In absolving the younger Guingguing of libel, Prosecutor Apura revisited the elder Guingguing's case in the high court, quoting a portion saying: “it cannot be helped if the commentary protected by the Bill of Rights is accompanied by excessive color of innuendo. Certainly, persons in possession of fruitful facts are not obliged to present the same in bland fashion. These true facts may be utilized to convince the listener/reader against a particular position, or to even dissuade one against a particular position, or to dissuade one against accepting the credibility of a public figure. Dry facts, by themselves, are hardly stirring. It is the commentary thereupon that usually animates the discourse which is encouraged by the Constitution as integral to the democratic away of life. This is replete in many components of our daily life, such as political addresses, televised debates, and even commercial advertisements”. In the instant case involving the elder Guingguing, the preliminary investigator did cite a portion of the Guingguing case that read as follows: For that matter, even if the defamatory statement is false, no liability can attach if it relates to official conduct, unless the public official concerned proves that the statement was made with actual malice –that is, with knowledge that it was false or with reckless disregard of whether it was false or not. This is the gist of the ruling in the landmark case of New York Times v Sullivan which this Court has acted with approval in several of its own decisions.
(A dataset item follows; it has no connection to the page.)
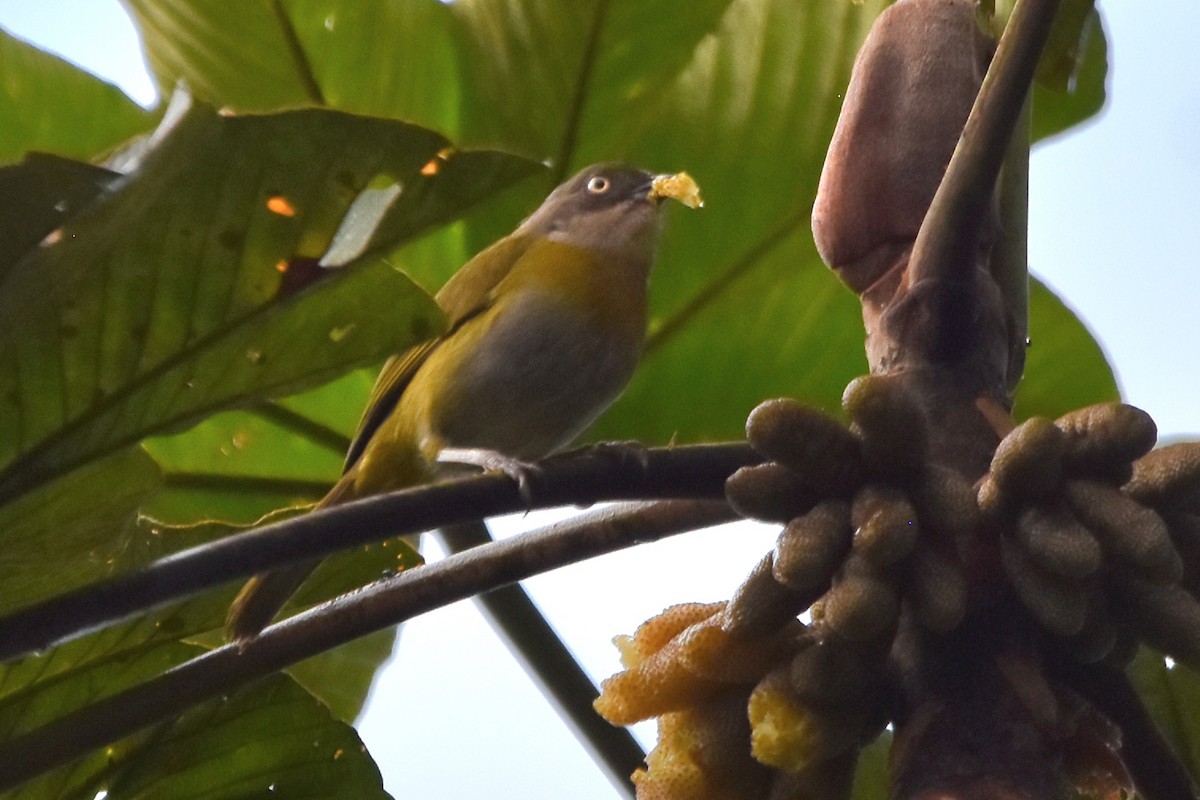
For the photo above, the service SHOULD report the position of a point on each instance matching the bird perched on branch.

But the prosecutor saw a different light in appreciating the Guingguing doctrine. Instead he zeroed on the issues that a preliminary investigation is an inquiry or proceeding for the purpose of determining whether there is sufficient ground to engender a well founded belief that a crime has been committed and that the respondent is probably guilty thereof and should be held for trial. He said the basic issues therefore in a preliminary investigation before his office as in the instant complaint are: 1) whether the act complained of has been committed and 2) whether there is probable cause to believe that the respondents are guilty of the acts complained of. IN the wake of his finding despite the respondent's citation of settled cases on libel, the prosecutor still found probable cause to indict the Post publisher.

Slapped with libel with Guingguing was the principal accused Ferdinand Manuel de Erio who accused the former Miss Cajes in the Sunday publication as having been wrapped with many anomalies. The accused de Erio was demanding from Cajes a detailed financial statement during her term as SK federation president. The alleged anomalous transaction saw print in the lifestyle section of the Bohol Sunday Post of which de Erio was the editor. The offending publication was not cleared for print by de Erio thinking that anything that concerned articles in the lifestyle section were harmless and non-controversial. This was the lapse being exploited by the complainant for failure of the editor to go over the story before it saw print. According to the same Post-publisher, had the story been shown first to the editor, no way would it saw print since upon perusal of the story after publication, it was found out to be “too controversial for comfort”. As a result of the lapse in judgment, de Erio was suspended as lifestyle editor—until now.